Ade Stack and her husband Martin lost their son Hugh six years ago. He was born in 2012 and spent most of the eight months of his life in Temple Street hospital. 

During that time, Ade said they saw many families at the hospital who were not from Dublin and who did not have the support and resources they had that allowed them to spend every day with Hugh. 

“We saw families sleeping in the waiting room, we saw people sleeping in cars, we saw people who had come up and down from Clonmel, Waterford, every day. And we felt that wasn’t fair.”

That is when they decided to set up Hugh’s House, a charity that provides free accommodation for the parents of children in hospital in Dublin. They opened their doors the spring after they lost their little boy.

Stack said to lose a child feels so unnatural, but the work they do through the charity in Hugh’s name feels “really natural”. 

There are two houses – one is for the parents of premature babies during their first few weeks in hospital until they can either go home or be moved to hospitals closer to where they live. 

The other house is for parents who may need to stay longer with their children. All of the rooms have been designed by and named after families who previously stayed there and who lost their child.

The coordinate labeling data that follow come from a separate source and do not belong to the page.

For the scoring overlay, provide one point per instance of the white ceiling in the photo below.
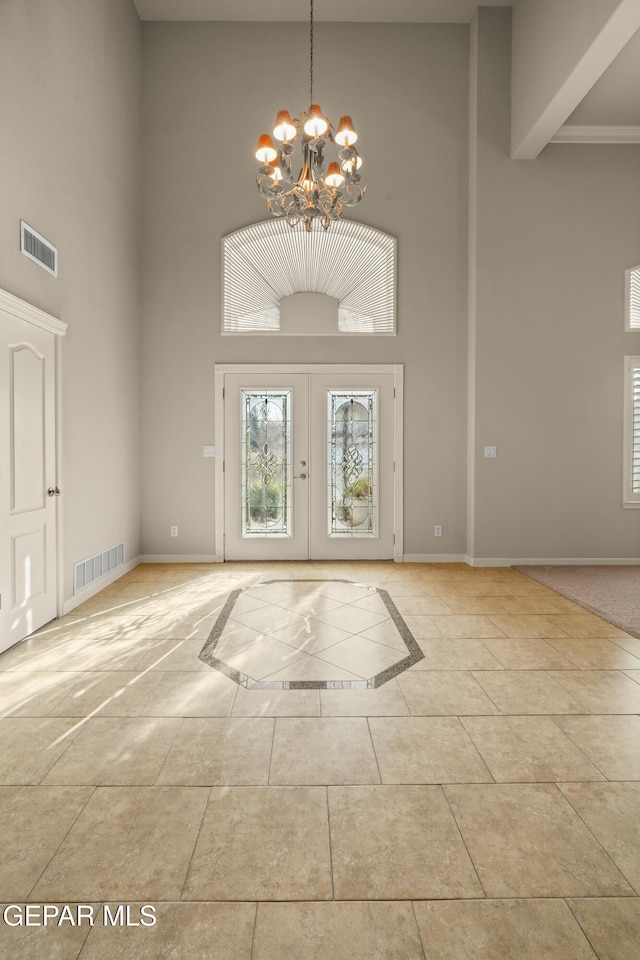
(614, 98)
(353, 11)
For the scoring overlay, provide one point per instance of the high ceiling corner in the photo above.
(560, 50)
(346, 11)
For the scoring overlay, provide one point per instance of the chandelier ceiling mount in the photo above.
(323, 187)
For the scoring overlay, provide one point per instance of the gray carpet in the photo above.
(613, 592)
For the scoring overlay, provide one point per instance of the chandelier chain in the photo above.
(311, 53)
(322, 188)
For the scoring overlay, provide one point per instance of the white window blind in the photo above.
(632, 298)
(632, 432)
(265, 262)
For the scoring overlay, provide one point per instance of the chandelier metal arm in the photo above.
(322, 188)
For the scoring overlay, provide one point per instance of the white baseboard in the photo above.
(179, 558)
(434, 558)
(551, 561)
(98, 585)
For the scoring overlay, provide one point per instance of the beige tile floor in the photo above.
(484, 803)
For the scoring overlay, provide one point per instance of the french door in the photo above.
(309, 462)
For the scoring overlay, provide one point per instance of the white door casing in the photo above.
(29, 478)
(310, 393)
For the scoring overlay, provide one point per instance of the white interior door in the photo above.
(28, 551)
(309, 465)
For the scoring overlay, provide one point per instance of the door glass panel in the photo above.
(266, 467)
(352, 463)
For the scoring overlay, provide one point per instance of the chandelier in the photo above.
(323, 187)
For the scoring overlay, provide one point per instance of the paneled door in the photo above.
(309, 463)
(28, 548)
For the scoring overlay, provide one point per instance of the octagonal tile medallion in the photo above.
(310, 635)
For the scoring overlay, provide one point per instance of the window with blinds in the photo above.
(632, 433)
(632, 299)
(351, 263)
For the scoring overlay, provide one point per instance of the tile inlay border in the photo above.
(208, 652)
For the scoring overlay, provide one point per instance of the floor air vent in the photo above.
(34, 246)
(87, 571)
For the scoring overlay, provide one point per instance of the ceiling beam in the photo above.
(560, 48)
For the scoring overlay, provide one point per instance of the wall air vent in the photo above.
(34, 246)
(85, 572)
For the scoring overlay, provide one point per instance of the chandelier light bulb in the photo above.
(317, 124)
(346, 135)
(324, 186)
(284, 129)
(266, 151)
(335, 176)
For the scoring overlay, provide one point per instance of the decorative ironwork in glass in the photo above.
(266, 471)
(352, 463)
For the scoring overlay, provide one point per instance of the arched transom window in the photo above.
(350, 269)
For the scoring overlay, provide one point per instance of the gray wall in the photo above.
(69, 166)
(554, 237)
(550, 244)
(208, 91)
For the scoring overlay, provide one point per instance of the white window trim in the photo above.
(630, 500)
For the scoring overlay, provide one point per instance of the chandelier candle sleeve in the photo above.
(324, 186)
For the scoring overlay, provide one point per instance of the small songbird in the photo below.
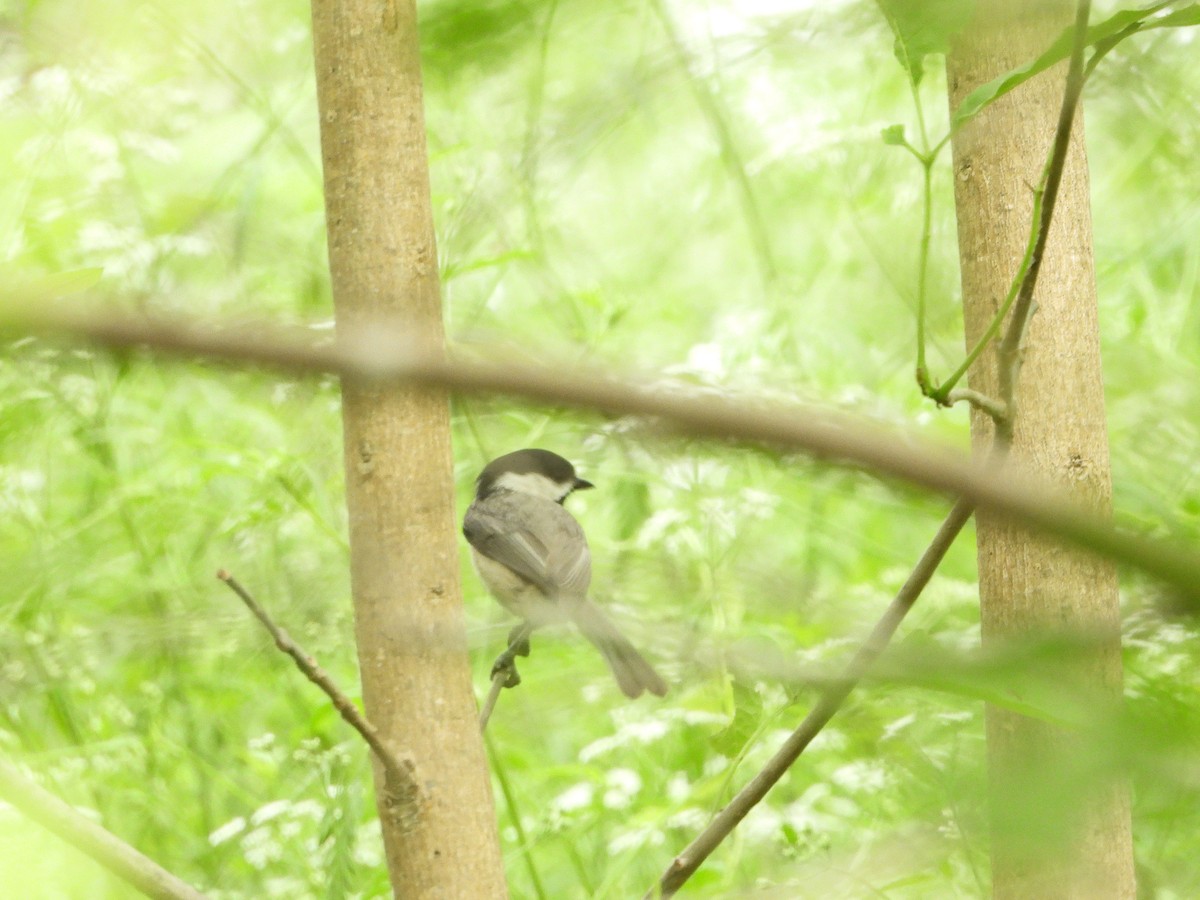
(533, 557)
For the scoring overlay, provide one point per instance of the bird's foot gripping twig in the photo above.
(519, 646)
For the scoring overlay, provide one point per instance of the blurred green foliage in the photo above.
(694, 191)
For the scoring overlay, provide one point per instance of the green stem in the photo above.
(943, 389)
(515, 817)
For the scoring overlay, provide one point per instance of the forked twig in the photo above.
(403, 793)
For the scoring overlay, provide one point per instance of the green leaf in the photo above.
(894, 136)
(1107, 33)
(1180, 18)
(923, 28)
(53, 286)
(633, 499)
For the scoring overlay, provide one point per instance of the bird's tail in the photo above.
(633, 672)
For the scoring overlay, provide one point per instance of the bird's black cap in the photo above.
(531, 462)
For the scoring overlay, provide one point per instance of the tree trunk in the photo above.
(1031, 586)
(399, 477)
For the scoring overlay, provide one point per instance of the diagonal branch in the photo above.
(403, 792)
(383, 352)
(85, 835)
(833, 697)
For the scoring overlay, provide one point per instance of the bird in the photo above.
(533, 557)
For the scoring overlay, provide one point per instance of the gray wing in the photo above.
(537, 539)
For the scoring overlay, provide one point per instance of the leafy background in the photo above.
(694, 191)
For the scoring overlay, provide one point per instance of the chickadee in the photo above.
(533, 557)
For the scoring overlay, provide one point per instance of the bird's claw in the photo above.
(504, 663)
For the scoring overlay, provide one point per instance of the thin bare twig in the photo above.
(829, 702)
(403, 793)
(85, 835)
(382, 352)
(493, 695)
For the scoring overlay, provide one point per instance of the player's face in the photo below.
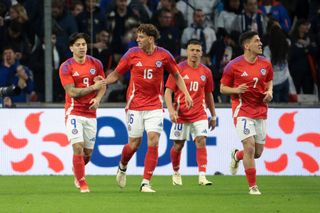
(79, 48)
(143, 40)
(194, 52)
(255, 45)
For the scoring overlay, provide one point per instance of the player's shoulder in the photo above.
(65, 66)
(262, 59)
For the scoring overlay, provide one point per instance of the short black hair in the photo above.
(194, 41)
(149, 30)
(75, 36)
(244, 37)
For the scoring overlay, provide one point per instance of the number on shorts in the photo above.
(74, 123)
(131, 116)
(178, 127)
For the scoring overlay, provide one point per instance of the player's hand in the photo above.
(212, 124)
(268, 96)
(189, 101)
(94, 103)
(241, 88)
(173, 116)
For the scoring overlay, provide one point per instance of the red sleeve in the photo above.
(227, 76)
(65, 74)
(270, 73)
(123, 65)
(171, 65)
(171, 83)
(209, 84)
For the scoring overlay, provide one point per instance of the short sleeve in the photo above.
(209, 87)
(65, 75)
(227, 76)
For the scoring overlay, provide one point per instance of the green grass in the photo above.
(228, 194)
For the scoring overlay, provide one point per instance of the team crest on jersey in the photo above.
(263, 71)
(92, 71)
(158, 64)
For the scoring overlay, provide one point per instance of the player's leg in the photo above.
(153, 121)
(179, 134)
(74, 125)
(199, 132)
(135, 130)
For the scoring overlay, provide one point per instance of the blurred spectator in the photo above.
(301, 61)
(177, 20)
(17, 39)
(277, 10)
(227, 17)
(18, 75)
(187, 7)
(91, 20)
(8, 103)
(142, 10)
(64, 24)
(117, 20)
(222, 51)
(169, 36)
(251, 19)
(102, 50)
(200, 31)
(277, 52)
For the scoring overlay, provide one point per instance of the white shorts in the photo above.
(81, 129)
(182, 131)
(247, 127)
(149, 120)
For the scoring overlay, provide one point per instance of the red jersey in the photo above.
(198, 82)
(145, 91)
(256, 75)
(81, 75)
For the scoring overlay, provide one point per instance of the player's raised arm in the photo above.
(226, 90)
(211, 107)
(182, 86)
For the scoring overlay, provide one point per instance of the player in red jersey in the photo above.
(147, 63)
(82, 78)
(199, 82)
(248, 79)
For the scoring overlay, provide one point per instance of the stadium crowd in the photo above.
(290, 32)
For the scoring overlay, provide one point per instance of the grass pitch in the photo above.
(286, 194)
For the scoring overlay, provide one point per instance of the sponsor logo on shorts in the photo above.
(74, 131)
(246, 131)
(204, 131)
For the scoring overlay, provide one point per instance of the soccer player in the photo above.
(199, 82)
(147, 63)
(248, 79)
(82, 78)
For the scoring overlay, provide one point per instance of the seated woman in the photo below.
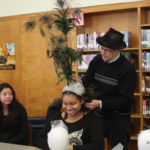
(84, 128)
(13, 117)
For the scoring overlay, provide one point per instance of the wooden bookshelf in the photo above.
(132, 17)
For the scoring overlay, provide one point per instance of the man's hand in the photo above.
(70, 147)
(93, 104)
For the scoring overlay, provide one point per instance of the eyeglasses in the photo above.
(106, 49)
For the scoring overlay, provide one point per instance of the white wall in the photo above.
(16, 7)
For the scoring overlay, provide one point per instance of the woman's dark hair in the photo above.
(13, 109)
(78, 97)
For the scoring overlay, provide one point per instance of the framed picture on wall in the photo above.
(7, 56)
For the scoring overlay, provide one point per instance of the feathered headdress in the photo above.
(56, 27)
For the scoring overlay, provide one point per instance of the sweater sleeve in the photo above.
(96, 137)
(22, 136)
(123, 101)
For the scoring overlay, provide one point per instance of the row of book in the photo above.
(88, 41)
(145, 38)
(86, 59)
(146, 107)
(146, 84)
(146, 60)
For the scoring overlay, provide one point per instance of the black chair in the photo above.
(35, 126)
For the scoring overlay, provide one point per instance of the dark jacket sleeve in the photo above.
(22, 135)
(96, 135)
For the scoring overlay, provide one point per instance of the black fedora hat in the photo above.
(113, 39)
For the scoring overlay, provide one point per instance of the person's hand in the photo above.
(93, 104)
(76, 78)
(70, 147)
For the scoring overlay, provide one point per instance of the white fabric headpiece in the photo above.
(75, 87)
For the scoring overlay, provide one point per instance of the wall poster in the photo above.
(7, 56)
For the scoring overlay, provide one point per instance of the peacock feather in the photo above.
(55, 27)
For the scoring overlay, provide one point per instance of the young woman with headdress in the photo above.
(83, 128)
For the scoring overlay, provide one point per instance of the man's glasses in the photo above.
(106, 49)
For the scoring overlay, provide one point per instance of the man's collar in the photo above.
(111, 61)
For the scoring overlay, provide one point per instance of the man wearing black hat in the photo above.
(115, 80)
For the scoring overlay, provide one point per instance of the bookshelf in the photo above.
(133, 17)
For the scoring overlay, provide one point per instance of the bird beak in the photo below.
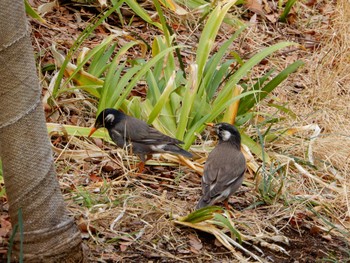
(93, 129)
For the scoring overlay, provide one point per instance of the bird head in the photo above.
(226, 132)
(107, 119)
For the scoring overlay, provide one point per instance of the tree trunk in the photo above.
(49, 233)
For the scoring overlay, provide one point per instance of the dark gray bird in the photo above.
(224, 168)
(143, 139)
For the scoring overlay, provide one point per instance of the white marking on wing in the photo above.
(226, 135)
(109, 118)
(159, 147)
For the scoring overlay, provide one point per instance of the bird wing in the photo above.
(139, 131)
(223, 169)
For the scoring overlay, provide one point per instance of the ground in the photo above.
(126, 217)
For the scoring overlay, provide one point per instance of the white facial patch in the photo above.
(159, 147)
(225, 135)
(109, 118)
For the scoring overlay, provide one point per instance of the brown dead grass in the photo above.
(126, 218)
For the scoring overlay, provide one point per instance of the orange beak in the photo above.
(210, 124)
(93, 129)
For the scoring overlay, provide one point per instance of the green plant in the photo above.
(286, 10)
(178, 103)
(216, 221)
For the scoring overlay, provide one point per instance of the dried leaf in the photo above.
(255, 6)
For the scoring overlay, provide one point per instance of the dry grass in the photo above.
(130, 219)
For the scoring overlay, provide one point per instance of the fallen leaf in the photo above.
(255, 6)
(195, 243)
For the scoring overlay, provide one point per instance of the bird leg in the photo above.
(141, 165)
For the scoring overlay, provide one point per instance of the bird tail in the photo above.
(201, 203)
(177, 150)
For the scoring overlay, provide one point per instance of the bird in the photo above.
(224, 169)
(144, 140)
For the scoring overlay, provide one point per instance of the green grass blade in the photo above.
(141, 73)
(142, 13)
(251, 100)
(246, 67)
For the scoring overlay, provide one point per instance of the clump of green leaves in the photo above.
(178, 102)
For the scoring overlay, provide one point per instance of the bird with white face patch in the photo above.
(143, 139)
(224, 168)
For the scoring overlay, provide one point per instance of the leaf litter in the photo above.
(128, 218)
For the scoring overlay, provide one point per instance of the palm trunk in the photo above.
(50, 234)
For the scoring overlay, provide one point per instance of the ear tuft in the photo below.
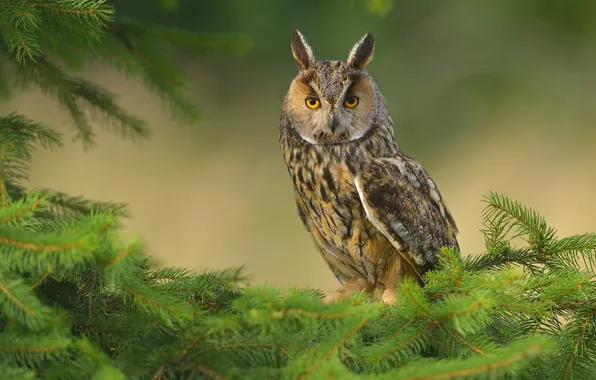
(301, 50)
(362, 52)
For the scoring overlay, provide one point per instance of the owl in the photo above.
(374, 213)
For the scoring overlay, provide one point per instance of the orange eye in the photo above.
(351, 101)
(313, 103)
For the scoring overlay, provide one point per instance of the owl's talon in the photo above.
(334, 296)
(351, 286)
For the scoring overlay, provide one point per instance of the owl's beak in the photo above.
(333, 122)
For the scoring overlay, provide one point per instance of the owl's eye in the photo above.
(313, 103)
(351, 101)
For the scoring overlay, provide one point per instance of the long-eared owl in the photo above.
(374, 212)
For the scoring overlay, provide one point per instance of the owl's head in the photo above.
(332, 102)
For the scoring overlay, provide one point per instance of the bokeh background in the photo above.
(488, 96)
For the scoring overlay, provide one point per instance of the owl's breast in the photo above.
(335, 213)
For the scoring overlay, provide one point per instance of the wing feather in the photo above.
(404, 204)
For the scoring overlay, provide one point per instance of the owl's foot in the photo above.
(351, 286)
(386, 295)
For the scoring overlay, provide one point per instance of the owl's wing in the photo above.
(404, 204)
(301, 211)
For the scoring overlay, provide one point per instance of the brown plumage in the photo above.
(373, 212)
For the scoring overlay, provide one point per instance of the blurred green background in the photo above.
(487, 95)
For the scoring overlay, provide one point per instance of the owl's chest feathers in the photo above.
(324, 180)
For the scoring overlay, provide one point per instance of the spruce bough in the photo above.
(77, 301)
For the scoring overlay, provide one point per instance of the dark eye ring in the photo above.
(351, 101)
(313, 103)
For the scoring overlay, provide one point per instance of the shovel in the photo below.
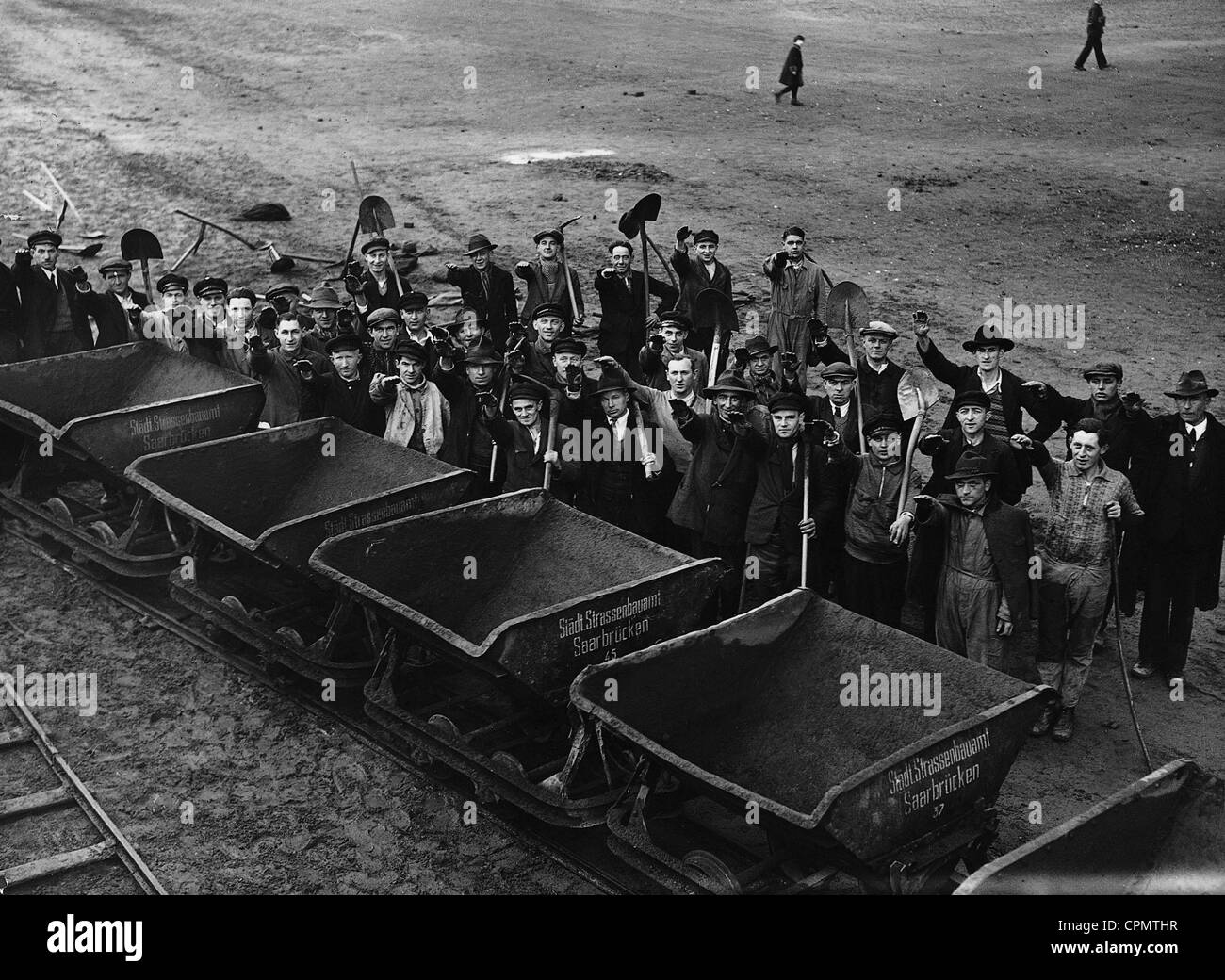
(714, 314)
(848, 313)
(142, 245)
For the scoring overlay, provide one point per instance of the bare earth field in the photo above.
(1053, 195)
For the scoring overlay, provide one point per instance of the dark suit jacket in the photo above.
(498, 306)
(1184, 510)
(1009, 539)
(38, 305)
(623, 314)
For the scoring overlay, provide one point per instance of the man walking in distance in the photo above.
(1093, 41)
(792, 77)
(624, 323)
(796, 292)
(972, 559)
(1183, 488)
(485, 286)
(1074, 563)
(546, 276)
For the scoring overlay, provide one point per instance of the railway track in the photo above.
(580, 852)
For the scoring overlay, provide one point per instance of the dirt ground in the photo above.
(1058, 194)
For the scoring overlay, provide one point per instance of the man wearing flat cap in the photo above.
(344, 391)
(416, 415)
(711, 502)
(547, 280)
(485, 286)
(668, 344)
(972, 563)
(1183, 489)
(797, 294)
(624, 322)
(53, 318)
(466, 381)
(694, 276)
(776, 525)
(117, 310)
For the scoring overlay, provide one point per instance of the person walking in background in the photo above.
(792, 77)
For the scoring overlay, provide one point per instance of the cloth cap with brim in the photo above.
(44, 237)
(983, 338)
(172, 281)
(411, 350)
(343, 342)
(978, 399)
(209, 286)
(878, 329)
(478, 243)
(838, 368)
(885, 421)
(729, 383)
(760, 346)
(415, 302)
(325, 298)
(788, 400)
(1192, 384)
(969, 466)
(383, 315)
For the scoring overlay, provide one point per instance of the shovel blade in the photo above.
(139, 244)
(374, 215)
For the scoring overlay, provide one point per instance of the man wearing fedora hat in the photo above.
(620, 466)
(53, 318)
(1183, 489)
(117, 310)
(624, 323)
(546, 276)
(1074, 564)
(416, 413)
(706, 273)
(776, 525)
(972, 562)
(468, 442)
(714, 495)
(1007, 392)
(485, 286)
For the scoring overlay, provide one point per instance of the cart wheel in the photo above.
(292, 637)
(59, 510)
(710, 874)
(105, 533)
(442, 724)
(506, 760)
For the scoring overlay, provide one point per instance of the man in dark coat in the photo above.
(972, 563)
(624, 322)
(792, 77)
(486, 288)
(52, 315)
(706, 273)
(711, 501)
(117, 310)
(344, 392)
(1097, 27)
(1183, 489)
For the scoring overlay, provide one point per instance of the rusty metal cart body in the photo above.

In between the two houses is a private garden and playground that parents can bring their children to if they are well enough to leave the hospital for a couple of hours, or when young siblings visit for the weekend.

Hugh’s House provides basic food items in the kitchen – there is always tea and biscuits – and ready meals for families to have after a long day at the hospital. They regularly have volunteer groups from Irish companies into the main house to cook fresh meals for the parents.

“It’s meant to be a place where you know you’re loved, you know you’re cared [for], you know that the bigger community does care that you’re going through this hard time, and you feel that you’re not the only person who’s going through that.”

Stack said the charity has never received State funding so it depends wholly on the generosity of “people who say: ‘thank God I will never need that house’”.